So, lets say I have these texts:
Text1:
absolute obedience to the zerg collective sentience known as the Overmind. The Overmind directed the actions of every zerg creature in the Swarm, functioning through a hierarchy of lesser sentients.
Text2:
zerg creature in the Swarm, functioning through a hierarchy of lesser sentients. Although the Overmind was primarily driven by its desire to consume and assimilate
Text 3
When the zerg first arrived in the Koprulu sector, they were unified by their absolute obedience to the zerg collective sentience known as the Overmind. The Overmind directed the actions of every zerg creature in the Swarm, functioning through a hierarchy of lesser sentients. Although the Overmind was primarily driven by its desire to consume and assimilate the advanced protoss race, it found useful but undeveloped material in humanity.

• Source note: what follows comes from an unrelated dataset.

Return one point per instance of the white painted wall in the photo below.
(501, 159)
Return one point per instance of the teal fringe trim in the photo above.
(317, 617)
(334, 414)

Now, The end of Text1 and the beginning of text2 overlap, so we'd say the text blocks aren't unique. Similarly, with Text3, Text1 can be found inside (as well as Text2) so this is also not unique, due to the overlap.
So, my question:
How do I go about writing something that can look at consecutive letters or words and determine uniqueness? Ideally, I'd want such a method to return some value, representing the amount of similarity--maybe the number of matched words over the average of the two text blocks' size. When it returns 0, both texts tested should be completely unique.
Some problem's I've run into when playing around with Ruby's string methods.
First, I started trying to find the intersection of two strings.
>> a = "nt version, there are no ch"
>> b = "he current versi"
>> (a.chars.to_a & b.chars.to_a).join
=> "nt versihc"
problem with the above method is that it just appends letters that are in common to the end of the result (we lose the order of characters), which would make it hard to test uniqueness. But I don't think intersection is the best way to start this similarity comparison. Any number of combinations of words could be present in both texts that are being compared. So maybe if I made an array of consecutive similarities... but that would require us to traverse one of the texts for as many times as we try phrase lengths.
I guess I really just don't know where to start, and in a way that is efficient and not O(n^too_high)
.